How to Photograph a Waterfall Using a Polarizer
Posted by The Dream Within
on Feb 24th, 2014 | Comments Off on How to Photograph a Waterfall Using a Polarizer
Waterfalls have been a compelling subject for photographers since the the birth of the art form; they represent Mother Nature at her most powerful and beautiful. How, then, do we keep making interesting photos of something so often captured? In this video, Bryan Peterson demonstrates how, by combining the glory of nature with a bit of artistic intervention, you can do just that:
For his subject, Peterson uses the Upper North Falls in Silver Falls State Park, Oregon–a stone’s throw from his former home in Salem.
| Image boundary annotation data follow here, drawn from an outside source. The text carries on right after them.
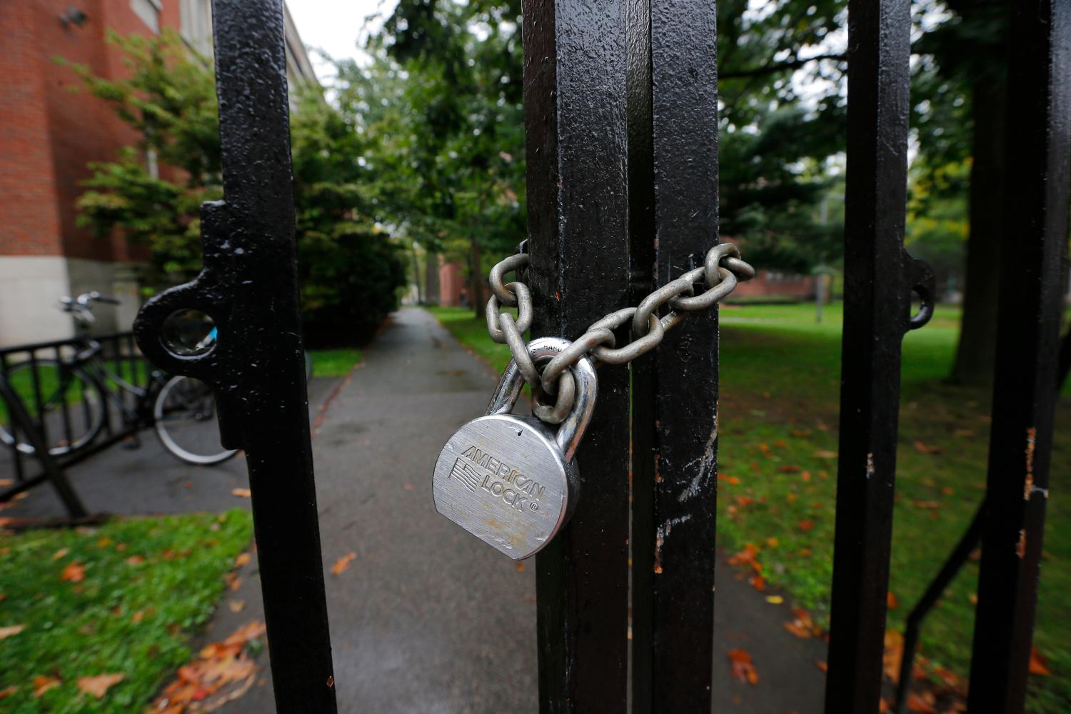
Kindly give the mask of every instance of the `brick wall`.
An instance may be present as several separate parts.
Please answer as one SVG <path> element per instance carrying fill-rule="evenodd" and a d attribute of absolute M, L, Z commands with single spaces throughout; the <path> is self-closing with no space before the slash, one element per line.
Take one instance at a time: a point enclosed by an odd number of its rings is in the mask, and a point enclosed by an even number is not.
<path fill-rule="evenodd" d="M 81 26 L 60 20 L 67 9 L 86 14 Z M 161 27 L 178 28 L 179 3 L 169 0 Z M 87 164 L 110 161 L 137 140 L 104 102 L 80 88 L 77 75 L 55 61 L 89 66 L 95 74 L 129 72 L 108 30 L 149 35 L 152 30 L 130 0 L 18 0 L 0 3 L 0 210 L 7 228 L 0 255 L 63 255 L 127 260 L 123 241 L 102 240 L 76 225 L 75 201 L 90 176 Z"/>

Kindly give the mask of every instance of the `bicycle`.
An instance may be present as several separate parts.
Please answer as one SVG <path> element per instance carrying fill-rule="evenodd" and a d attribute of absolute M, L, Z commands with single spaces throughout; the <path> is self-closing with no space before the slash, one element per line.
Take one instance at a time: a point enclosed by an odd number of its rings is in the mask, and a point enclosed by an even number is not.
<path fill-rule="evenodd" d="M 152 370 L 142 388 L 126 381 L 108 366 L 101 344 L 87 334 L 95 321 L 94 303 L 117 305 L 119 301 L 95 291 L 60 300 L 60 308 L 71 314 L 78 324 L 79 335 L 70 359 L 20 362 L 6 373 L 13 384 L 32 381 L 40 390 L 40 399 L 27 405 L 34 416 L 42 422 L 50 420 L 56 426 L 62 423 L 62 429 L 51 429 L 62 431 L 62 438 L 49 437 L 48 453 L 64 456 L 89 447 L 104 430 L 106 410 L 111 405 L 126 429 L 136 434 L 153 428 L 164 447 L 186 464 L 212 466 L 232 458 L 238 451 L 220 444 L 215 397 L 208 384 L 191 377 L 172 377 Z M 199 347 L 207 347 L 216 338 L 215 328 L 205 334 L 205 326 L 187 326 L 187 330 L 201 329 L 203 337 Z M 132 365 L 133 375 L 137 365 Z M 32 370 L 36 374 L 31 374 Z M 132 379 L 136 381 L 133 376 Z M 133 395 L 133 407 L 127 406 L 124 393 Z M 79 407 L 74 413 L 72 405 Z M 34 453 L 30 444 L 16 441 L 7 424 L 0 424 L 0 441 L 24 454 Z"/>

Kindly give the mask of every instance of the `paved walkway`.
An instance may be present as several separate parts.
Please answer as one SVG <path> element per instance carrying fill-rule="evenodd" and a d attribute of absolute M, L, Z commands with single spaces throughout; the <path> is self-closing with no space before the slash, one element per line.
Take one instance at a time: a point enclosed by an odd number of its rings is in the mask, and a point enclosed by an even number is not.
<path fill-rule="evenodd" d="M 438 516 L 431 497 L 435 457 L 486 407 L 495 379 L 427 313 L 403 309 L 327 409 L 313 443 L 341 712 L 538 709 L 533 564 L 518 569 Z M 314 380 L 314 410 L 332 386 Z M 102 464 L 122 461 L 121 468 L 94 469 L 92 478 L 76 475 L 91 510 L 247 505 L 230 495 L 245 485 L 244 461 L 222 471 L 169 466 L 170 475 L 163 475 L 166 455 L 152 457 L 157 446 L 150 439 L 146 444 L 140 452 L 117 449 L 100 457 Z M 144 490 L 153 481 L 154 496 L 142 500 L 138 484 Z M 47 489 L 24 502 L 25 515 L 48 511 L 39 505 L 52 498 Z M 335 560 L 350 551 L 357 553 L 350 568 L 331 574 Z M 245 607 L 235 613 L 221 606 L 205 641 L 262 617 L 255 562 L 240 575 L 241 588 L 227 598 Z M 825 659 L 825 644 L 789 635 L 782 626 L 788 619 L 786 606 L 768 604 L 728 566 L 720 568 L 715 712 L 820 711 L 825 680 L 814 663 Z M 757 686 L 729 678 L 725 653 L 736 648 L 751 652 Z M 257 686 L 221 711 L 274 711 L 267 667 Z"/>

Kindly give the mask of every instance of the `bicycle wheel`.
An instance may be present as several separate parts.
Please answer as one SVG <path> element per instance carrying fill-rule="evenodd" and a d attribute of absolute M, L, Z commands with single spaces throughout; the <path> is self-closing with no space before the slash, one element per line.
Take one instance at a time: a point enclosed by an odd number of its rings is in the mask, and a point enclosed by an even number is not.
<path fill-rule="evenodd" d="M 7 370 L 7 380 L 22 397 L 30 417 L 44 424 L 48 453 L 62 456 L 91 443 L 104 428 L 105 399 L 101 385 L 81 367 L 56 360 L 36 361 L 36 384 L 33 369 L 34 363 L 20 362 Z M 25 434 L 18 435 L 17 444 L 14 434 L 11 414 L 0 404 L 0 442 L 24 454 L 35 452 L 25 441 Z"/>
<path fill-rule="evenodd" d="M 220 443 L 215 396 L 205 382 L 172 377 L 156 395 L 152 414 L 164 447 L 186 464 L 222 464 L 238 453 Z"/>

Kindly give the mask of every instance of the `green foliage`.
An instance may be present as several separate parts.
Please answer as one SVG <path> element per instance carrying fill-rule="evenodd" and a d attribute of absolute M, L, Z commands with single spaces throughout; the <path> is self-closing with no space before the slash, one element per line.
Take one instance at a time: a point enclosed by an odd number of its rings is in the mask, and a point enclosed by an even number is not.
<path fill-rule="evenodd" d="M 492 344 L 482 321 L 459 308 L 434 314 L 496 369 L 504 367 L 509 348 Z M 889 612 L 890 626 L 901 632 L 984 495 L 990 392 L 944 379 L 959 323 L 956 308 L 940 305 L 925 330 L 904 338 L 890 580 L 900 605 Z M 840 304 L 827 308 L 821 323 L 814 321 L 810 305 L 721 308 L 718 543 L 726 552 L 748 543 L 758 548 L 756 559 L 768 586 L 790 601 L 770 617 L 790 621 L 789 605 L 798 605 L 824 626 L 829 623 L 835 522 L 841 324 Z M 1071 389 L 1065 389 L 1060 423 L 1071 419 L 1069 397 Z M 1071 469 L 1067 430 L 1058 430 L 1055 439 L 1053 468 L 1057 473 Z M 1049 504 L 1045 530 L 1035 641 L 1054 675 L 1031 678 L 1027 710 L 1038 714 L 1071 707 L 1071 678 L 1066 674 L 1071 667 L 1071 601 L 1065 595 L 1071 588 L 1071 542 L 1064 537 L 1071 532 L 1069 502 Z M 977 584 L 978 564 L 972 562 L 922 627 L 921 654 L 964 679 Z"/>
<path fill-rule="evenodd" d="M 806 273 L 843 253 L 819 204 L 836 195 L 827 165 L 844 150 L 845 62 L 819 48 L 846 3 L 750 4 L 718 5 L 721 232 L 756 265 Z"/>
<path fill-rule="evenodd" d="M 388 218 L 481 279 L 527 231 L 519 15 L 516 2 L 403 0 L 368 47 L 365 78 L 389 77 L 394 105 L 378 156 L 401 188 Z"/>
<path fill-rule="evenodd" d="M 188 660 L 191 638 L 252 537 L 244 511 L 0 535 L 0 626 L 25 625 L 0 642 L 0 690 L 17 687 L 0 708 L 145 711 Z M 85 566 L 81 582 L 60 579 L 71 563 Z M 125 679 L 103 699 L 79 693 L 78 678 L 111 673 Z M 36 698 L 34 677 L 62 683 Z"/>
<path fill-rule="evenodd" d="M 345 377 L 361 361 L 361 350 L 343 347 L 333 350 L 313 350 L 313 377 Z"/>
<path fill-rule="evenodd" d="M 111 36 L 131 67 L 103 79 L 75 66 L 87 90 L 108 102 L 136 133 L 115 162 L 90 166 L 79 222 L 99 236 L 120 229 L 148 246 L 150 288 L 200 270 L 200 204 L 222 197 L 220 124 L 212 70 L 178 35 Z M 374 180 L 363 158 L 372 141 L 360 110 L 328 104 L 301 87 L 291 117 L 298 267 L 306 337 L 343 345 L 369 337 L 396 305 L 403 262 L 379 224 Z M 148 168 L 154 156 L 160 177 Z"/>

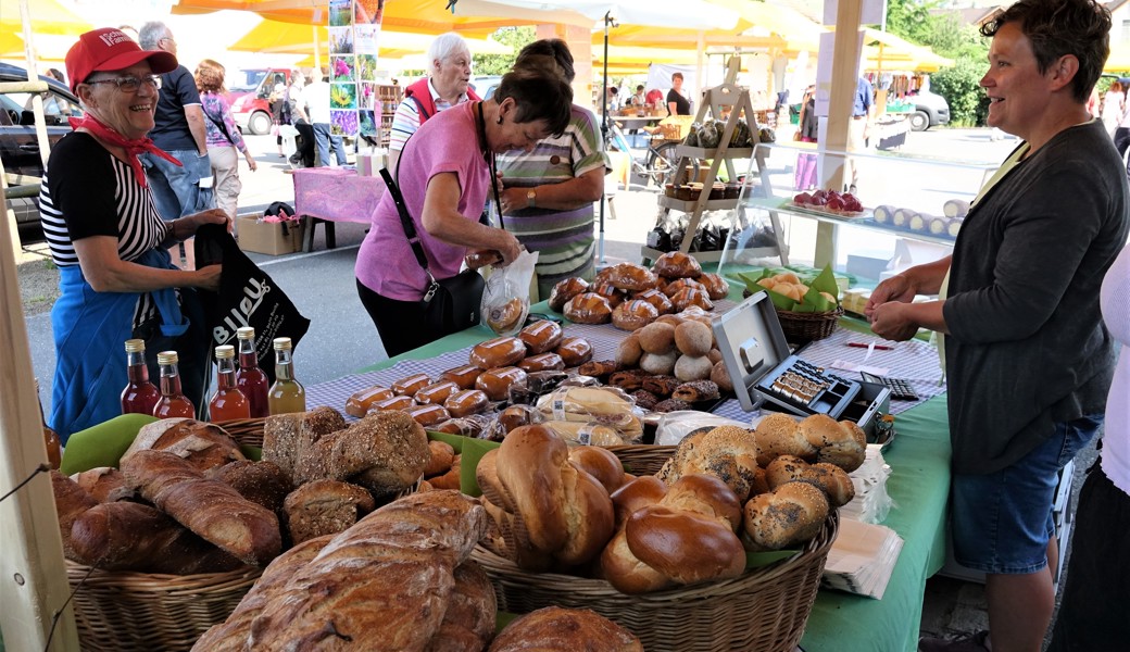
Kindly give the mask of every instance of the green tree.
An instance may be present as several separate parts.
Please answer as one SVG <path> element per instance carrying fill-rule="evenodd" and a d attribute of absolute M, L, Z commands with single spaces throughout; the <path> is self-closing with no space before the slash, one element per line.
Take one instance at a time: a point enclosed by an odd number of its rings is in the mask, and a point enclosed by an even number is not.
<path fill-rule="evenodd" d="M 476 54 L 471 58 L 475 75 L 505 75 L 514 66 L 518 52 L 537 40 L 533 26 L 501 27 L 494 33 L 494 40 L 514 49 L 512 54 Z"/>

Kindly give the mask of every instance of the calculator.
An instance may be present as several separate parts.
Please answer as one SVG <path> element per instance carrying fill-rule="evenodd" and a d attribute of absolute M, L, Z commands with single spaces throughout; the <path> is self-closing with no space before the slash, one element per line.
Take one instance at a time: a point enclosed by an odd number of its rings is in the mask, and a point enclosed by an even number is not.
<path fill-rule="evenodd" d="M 909 382 L 903 379 L 888 379 L 887 376 L 877 376 L 875 374 L 869 374 L 867 372 L 859 372 L 864 382 L 878 383 L 890 390 L 890 398 L 899 401 L 916 401 L 919 400 L 918 392 L 911 386 Z"/>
The falls, surrounded by lush greenery and cascading into a wide, babbling creek, make for a beautiful photograph on their own, but Peterson shows how adding a little more visual interest can really highlight their beauty:
- Set up your tripod and camera low to the surface of the water (or simply the ground).
- Use a wide-angle lens, like the Nikkor 17-35mm, to capture as much of the scenery as possible.
- To keep the entire image in focus while giving the falls a sense of motion, use a small aperture setting and a slow shutter speed.
- Add a polarizing filter to your lens (Peterson uses the Tiffen 77mm Circular Polarizer). This will not only reduce glare from the water’s surface and increase color saturation, it will allow you to use an even longer shutter speed.
- Since you’re using such a long exposure, use the Mirror Lock-Up setting on your camera, as well as a cable release to cut down on blurring.
- Lastly, add the finishing touch: a bit of color in the foreground to make a more compelling composition. Peterson uses fallen autumn leaves–obviously, these will not always be available, so get creative!
- Expose and enjoy the results!
A comparison between the image with no intervention from the photographer, and the image with added leaves. Both are pretty, but the latter is a bit more interesting to look at.
“Remember: you are in charge of your own creativity.”